Increased e-commerce forces brands to rethink pricing - this is how B2B companies succeed with their pricing strategy
Dynamic pricing in e-commerce is the new topic of conversation and has been further actualized in most markets with increased production and purchase prices passed on to the end consumer.
For an increasingly price-conscious end consumer, the transparent online prices are even more interesting than before, which in some cases drives the price picture downwards. This means that B2B companies, in the form of both manufacturers and brand owners, feel that they have effectively lost control over pricing even further.
Traditional pricing for retailers is based on "brick and mortar", where different physical stores could get different price lists or discounts, and where each individual store's pricing to end customers and various campaigns only had a limited geographical impact.
Now that we have a digital business landscape where all prices are transparent due to e-commerce, each store is no longer an isolated island. Smaller stores without volume, which previously could not influence the price picture, can now suddenly discount entire brands, and the larger players with volume are to some extent forced to follow suit.
In the past there has often been a "blame game" and from the B2B company's perspective it has been difficult to get an overall picture of what is happening and who is actually doing what. This has led to involuntary passivity, which creates frustration with e-commerce even though it is a channel that drives volume. Through smart tools and solutions, it is now possible to follow the price picture of all players, which creates different conditions for B2B companies.
Although B2B companies are not allowed to influence their customers' pricing, there are ways they can work to avoid damaging their brand. These are methods that some people are already working with today, more or less consciously.

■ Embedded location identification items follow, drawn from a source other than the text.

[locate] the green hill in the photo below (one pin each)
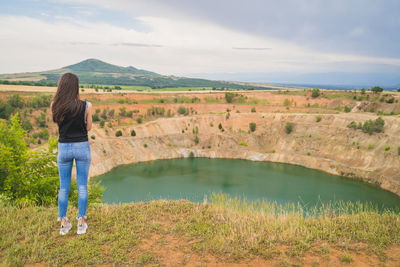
(94, 71)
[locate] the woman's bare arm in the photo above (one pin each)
(89, 116)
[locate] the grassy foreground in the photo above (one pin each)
(165, 233)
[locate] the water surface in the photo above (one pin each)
(192, 178)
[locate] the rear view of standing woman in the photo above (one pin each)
(74, 119)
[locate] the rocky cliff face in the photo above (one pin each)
(327, 145)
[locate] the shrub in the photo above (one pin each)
(30, 177)
(27, 125)
(370, 146)
(182, 110)
(41, 120)
(315, 93)
(369, 126)
(229, 97)
(286, 103)
(252, 126)
(288, 127)
(40, 100)
(16, 101)
(376, 89)
(390, 100)
(95, 117)
(44, 134)
(122, 111)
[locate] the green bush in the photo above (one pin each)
(26, 124)
(104, 114)
(288, 127)
(229, 97)
(182, 110)
(31, 177)
(252, 126)
(16, 101)
(95, 117)
(44, 134)
(376, 89)
(41, 120)
(39, 101)
(315, 93)
(122, 111)
(369, 126)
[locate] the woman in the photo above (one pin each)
(74, 119)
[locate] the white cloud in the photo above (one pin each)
(171, 46)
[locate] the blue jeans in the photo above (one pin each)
(67, 152)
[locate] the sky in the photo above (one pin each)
(293, 41)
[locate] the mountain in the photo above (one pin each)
(94, 71)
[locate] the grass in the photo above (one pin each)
(231, 227)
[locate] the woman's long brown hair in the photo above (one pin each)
(66, 102)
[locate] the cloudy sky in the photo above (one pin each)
(259, 40)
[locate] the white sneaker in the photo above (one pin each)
(64, 229)
(82, 228)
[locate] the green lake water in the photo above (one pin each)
(192, 178)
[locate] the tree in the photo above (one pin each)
(376, 89)
(288, 127)
(252, 126)
(229, 97)
(26, 176)
(16, 101)
(315, 93)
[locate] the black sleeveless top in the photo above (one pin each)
(74, 129)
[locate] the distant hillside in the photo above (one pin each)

The smaller retailers without an established brand have shown through their actions that they cannot keep prices up using their own brand, but must only sell on price.
By B2B companies working with a clearer segmentation of customers, but also clearing the ranks based on the retailers' potential to drive volume at the "right price", and by working both with the whip and the carrot, they can raise the price image of their products at the dealers they choose to retain.
How this then affects sales as retailers instead choose to highlight other, perhaps less expensive, products is a reality that brand owners will have to contend with.
Brand strategies and price perception is a long-term and obviously more complex work than described in the text above, but it is in the interest of both the brand owner and the retailer to be able to sell attractive brands while the volumes are "right", but which opens up for cheaper competitors and private label at the retailers.